Is it possible to mock overloaded instance methods with natural mocks? Seems like it works with static methods.
I have an implemenation of a database connection class that overloads the CreateCommand call such as:
public class MyDbConnection {
public MyDbCommand CreateCommand(string sql) {
return CreateCommand(sql, DEFAULT_TIMEOUT);
}
public MyDbCommand CreateCommand(string sql, int timeout) {
//implementation not important.
}
}
If I mock the call to CreateCommand like this:
using (RecordExpectations recorder = RecorderManager.StartRecording()) {
conn.CreateCommand(string.Empty);
recorder.CheckArguments(Check.CustomChecker(sqlVerify.SaveSql, null));
recorder.CallOriginal();
recorder.RepeatAlways();
}
I get an exception at runtime:
TypeMock.VerifyException:
TypeMock Verification: Call to TetraData.UnitTesting.Data.MockTDDbConnection.CreateCommand() 1 Parameters expected but received 2
at TypeMock.MockManager.a(String A_0, String A_1, Object A_2, Object A_3, Boolean A_4, Object[] A_5)
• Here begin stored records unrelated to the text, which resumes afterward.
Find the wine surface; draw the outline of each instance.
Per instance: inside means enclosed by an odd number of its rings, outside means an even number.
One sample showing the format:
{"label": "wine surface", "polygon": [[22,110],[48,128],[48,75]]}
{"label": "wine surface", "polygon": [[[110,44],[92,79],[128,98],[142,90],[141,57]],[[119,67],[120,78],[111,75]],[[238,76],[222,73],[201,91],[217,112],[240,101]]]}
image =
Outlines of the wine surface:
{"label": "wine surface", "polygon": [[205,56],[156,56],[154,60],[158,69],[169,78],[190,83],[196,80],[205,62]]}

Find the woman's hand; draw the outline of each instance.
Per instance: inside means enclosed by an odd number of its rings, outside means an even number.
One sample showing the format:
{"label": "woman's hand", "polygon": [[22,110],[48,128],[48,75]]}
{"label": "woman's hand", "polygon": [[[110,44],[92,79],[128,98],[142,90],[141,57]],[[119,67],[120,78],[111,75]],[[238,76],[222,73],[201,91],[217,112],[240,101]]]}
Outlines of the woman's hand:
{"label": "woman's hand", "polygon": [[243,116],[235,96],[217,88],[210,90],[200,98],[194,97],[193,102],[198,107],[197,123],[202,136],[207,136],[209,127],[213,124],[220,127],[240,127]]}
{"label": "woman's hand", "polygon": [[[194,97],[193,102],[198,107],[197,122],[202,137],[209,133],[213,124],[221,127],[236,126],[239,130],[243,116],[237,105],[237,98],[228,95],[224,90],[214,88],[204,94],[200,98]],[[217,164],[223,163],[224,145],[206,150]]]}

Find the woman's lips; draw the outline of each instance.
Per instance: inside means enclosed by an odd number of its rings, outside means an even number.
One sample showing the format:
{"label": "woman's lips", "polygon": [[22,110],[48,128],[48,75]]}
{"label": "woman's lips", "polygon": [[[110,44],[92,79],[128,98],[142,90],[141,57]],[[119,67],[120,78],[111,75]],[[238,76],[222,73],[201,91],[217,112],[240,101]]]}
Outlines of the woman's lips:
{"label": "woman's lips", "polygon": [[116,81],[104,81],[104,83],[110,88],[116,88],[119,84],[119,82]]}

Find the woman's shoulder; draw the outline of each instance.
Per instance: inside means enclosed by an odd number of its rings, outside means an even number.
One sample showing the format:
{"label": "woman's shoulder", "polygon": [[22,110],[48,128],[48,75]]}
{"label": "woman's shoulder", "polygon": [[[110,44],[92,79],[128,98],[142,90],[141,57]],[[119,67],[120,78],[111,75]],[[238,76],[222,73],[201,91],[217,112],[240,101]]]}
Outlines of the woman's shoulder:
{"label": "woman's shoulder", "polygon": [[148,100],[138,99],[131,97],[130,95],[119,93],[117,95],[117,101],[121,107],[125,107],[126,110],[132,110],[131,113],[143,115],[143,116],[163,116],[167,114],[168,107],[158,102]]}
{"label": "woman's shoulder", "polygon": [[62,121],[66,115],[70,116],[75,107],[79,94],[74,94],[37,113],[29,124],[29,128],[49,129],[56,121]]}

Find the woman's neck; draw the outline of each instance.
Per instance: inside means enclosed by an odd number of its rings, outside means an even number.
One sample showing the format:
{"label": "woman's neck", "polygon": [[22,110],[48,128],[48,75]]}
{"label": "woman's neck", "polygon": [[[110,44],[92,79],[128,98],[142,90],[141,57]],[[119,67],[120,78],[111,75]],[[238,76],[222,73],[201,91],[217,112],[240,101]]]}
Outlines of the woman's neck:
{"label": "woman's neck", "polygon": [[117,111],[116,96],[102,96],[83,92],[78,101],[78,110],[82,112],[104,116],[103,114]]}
at TypeMock.InternalMockManager.getReturn(Object that, String typeName, String methodName, Object methodParameters, Boolean isInjected, Object p1, Object p2)
at TetraData.Common.SQL.TDDbConnection.CreateCommand(String cmdText, Int32 commandTimeout) in TDDbConnection.cs:line 247
at TetraData.Common.SQL.TDDbConnection.CreateCommand(String cmdText) in TDDbConnection.cs:line 237
It looks like the first call to CreateCommand is mocked properly, but because the overload just routes it's implementation to the second overload, TypeMock doesn't seem to like it.
But if I add both overloads to the using block, then everything works as expected.
Is this how it is supposed to work? Is this in the documentation somewhere?